But then when you find an unmaintained project and want to find out if it has a maintained fork, you have to browse through hundreds of forks that were created just to submit one patch.
> hundreds of forks that were created just to submit one patch.
Or, worse (IMHO) when they created the fork to house a patch - sometimes a meaningful feature, bugfix, or security fix - and then left it because the submission process was too onerous to bother. Onerous can also include never getting the PR reviewed, too, which is far more damaging (IMHO) because it disincentivizes future contributions, too
I actually would love an "implied PR" view of the forks which would enable quickly filtering out the -0,+0 "shallow forks" from the -50,+2000 "oh, that's likely doing something interesting" ones, provided it has the sane ?w=0 to hide forks that felt it necessary to push up simple reformatting changes
It's a shared/copy-on-write backend. An "entire fork" consists of 20-byte commit ID and whatever metadata identifies the owner and organization, and you create the "entire fork" in the UX by clicking on a single button. I don't understand the criticism here, do you just not like the use of the word "fork" because it implies a copy that doesn't exist?

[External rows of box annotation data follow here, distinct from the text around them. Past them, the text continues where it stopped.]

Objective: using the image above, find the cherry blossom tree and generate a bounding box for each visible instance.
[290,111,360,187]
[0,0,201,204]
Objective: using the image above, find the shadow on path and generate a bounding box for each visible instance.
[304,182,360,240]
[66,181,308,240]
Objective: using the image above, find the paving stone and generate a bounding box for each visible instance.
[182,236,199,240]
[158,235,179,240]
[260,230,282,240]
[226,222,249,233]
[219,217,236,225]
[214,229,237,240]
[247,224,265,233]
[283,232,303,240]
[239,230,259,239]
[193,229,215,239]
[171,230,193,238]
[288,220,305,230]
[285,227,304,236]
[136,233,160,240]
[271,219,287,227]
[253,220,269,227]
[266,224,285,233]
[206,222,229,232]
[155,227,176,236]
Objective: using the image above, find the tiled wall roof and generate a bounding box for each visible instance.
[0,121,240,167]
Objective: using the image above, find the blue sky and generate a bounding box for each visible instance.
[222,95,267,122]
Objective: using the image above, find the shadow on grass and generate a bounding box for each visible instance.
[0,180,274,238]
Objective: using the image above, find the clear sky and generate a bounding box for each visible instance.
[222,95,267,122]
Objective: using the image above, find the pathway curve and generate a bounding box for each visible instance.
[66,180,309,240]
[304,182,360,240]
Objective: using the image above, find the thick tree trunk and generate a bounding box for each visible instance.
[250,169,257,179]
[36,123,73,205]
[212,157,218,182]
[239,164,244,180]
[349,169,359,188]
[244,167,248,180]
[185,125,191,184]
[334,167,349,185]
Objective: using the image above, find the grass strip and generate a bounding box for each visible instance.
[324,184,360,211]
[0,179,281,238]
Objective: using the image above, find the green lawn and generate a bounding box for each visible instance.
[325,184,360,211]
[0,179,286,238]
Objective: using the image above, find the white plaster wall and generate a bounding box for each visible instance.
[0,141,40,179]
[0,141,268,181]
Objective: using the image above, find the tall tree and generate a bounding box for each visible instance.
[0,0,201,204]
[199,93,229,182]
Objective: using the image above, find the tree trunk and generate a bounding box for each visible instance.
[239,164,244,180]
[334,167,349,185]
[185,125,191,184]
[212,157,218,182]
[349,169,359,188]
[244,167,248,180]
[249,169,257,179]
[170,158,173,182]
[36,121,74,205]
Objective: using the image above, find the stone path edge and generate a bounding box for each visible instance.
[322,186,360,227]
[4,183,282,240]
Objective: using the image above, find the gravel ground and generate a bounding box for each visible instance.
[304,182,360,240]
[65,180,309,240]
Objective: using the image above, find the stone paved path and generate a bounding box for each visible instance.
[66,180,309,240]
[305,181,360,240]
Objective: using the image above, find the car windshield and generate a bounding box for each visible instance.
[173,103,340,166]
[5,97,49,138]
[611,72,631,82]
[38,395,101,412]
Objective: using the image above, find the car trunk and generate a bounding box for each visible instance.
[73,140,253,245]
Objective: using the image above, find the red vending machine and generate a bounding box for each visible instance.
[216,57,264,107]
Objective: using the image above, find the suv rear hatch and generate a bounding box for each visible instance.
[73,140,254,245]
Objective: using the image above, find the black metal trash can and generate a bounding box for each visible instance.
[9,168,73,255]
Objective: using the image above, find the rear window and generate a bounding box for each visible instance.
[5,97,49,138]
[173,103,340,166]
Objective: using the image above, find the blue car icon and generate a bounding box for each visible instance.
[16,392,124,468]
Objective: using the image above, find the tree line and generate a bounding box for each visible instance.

Not doubting you, but do you have a source where I could read about this? I feel that would create some wild problems if the original repository was deleted.
Edit: I guess they would just not delete the data if there were more references to it.
> What would the alternative be, as you can't just edit someone else's repo?
git push directly to the repository, in a separate branch namespace. This is how e.g. Gerrit works (pushing to a special ref makes a review, which is essentially the same as a pull request).
> Besides just cloning it and making the change locally, of course.
With GitHub, you cannot do that and get a PR out in the other end. You _must_ fork the repository into your own user/organization, push to that and then send a PR from that.
> git push directly to the repository, in a separate branch namespace. This is how e.g. Gerrit works (pushing to a special ref makes a review, which is essentially the same as a pull request).
And that `git push` doesn't need to be literally to the one and only repository. The SSH daemon could create an isolated environment (e.g. QEMU, FreeBSD jail, etc) that contains a copy of the repository, and run the commands in there. Obviously this could also check SSH keys and the requested git commands before doing anything at all.
It would probably be like what Sourcehut does[1] for letting you SSH into build VMs, but instead of a build it's a push. And they already do some logic during a push[2], so their code for those two places is probably a good place to look for how to implement this kind of thing.
>And that `git push` doesn't need to be literally to the one and only repository
I believe github already has their own implementation of a git server, so any commands submitted to it are abstracted away. They probably don't have a literal .git directory sitting on a server.
> git push directly to the repository, in a separate branch namespace. This is how e.g. Gerrit works (pushing to a special ref makes a review, which is essentially the same as a pull request).
What's the material difference? They build special mechanisms to provide access control for sub namespaces, which sound a lot like "forks".
Also i have no clue on their backend (iirc this info is researchable tho), but i wouldn't be surprised if functionally that is exactly how they do it anyway. It's all content addressed, i doubt they pay 2x the storage anytime you fork a repo right?
The big difference is how it is organized to the users viewing it. My GitHub account is littered with old forks of repositories I created just to submit one line patches; and despite the pull request to a repository in some sense being data relating to the history of that project -- certainly the discussion is all organized under that project -- if the original person actually removes fork to garbage collect their namespace the commits referenced in that pull request just disappear. Meanwhile, despite people now using the word "fork" for this purpose due to GitHub, there is actual value in being able to search for actual forks of a project--things that people are choosing to publicly distribute and maybe maintain themselves--rather than seeing a thousand repositories which exist only for the purpose of contributing a single patch (or, though this is another topic, people making the metaphorical equivalent of a "backup copy" within the strange set of semantics and ownership that is GitHub).
So not really. It's a special branch path that only exists for opening PRs, and doesn't do anything other than opening a PR. Yes, they share an object space, but so do forks in the first place, so any security issues with this flow are the same ones in the fork-PR flow.
It's still a security problem. If you put an unlocked outside door on your house and rely on the interior doors to be locked, we'd agree that's not safe, right? Or to keep it safe would require the kind of uniform attentiveness that people are generally bad at.
Folks with accounts "littered with old forks created to make PRs" may not have that kind of attentiveness.
I don't understand the analogy. What's the actual risk exposed by pushing to a magic branch path that opens a PR instead of actually creating a branch, compared to creating a fork and making a PR in that way?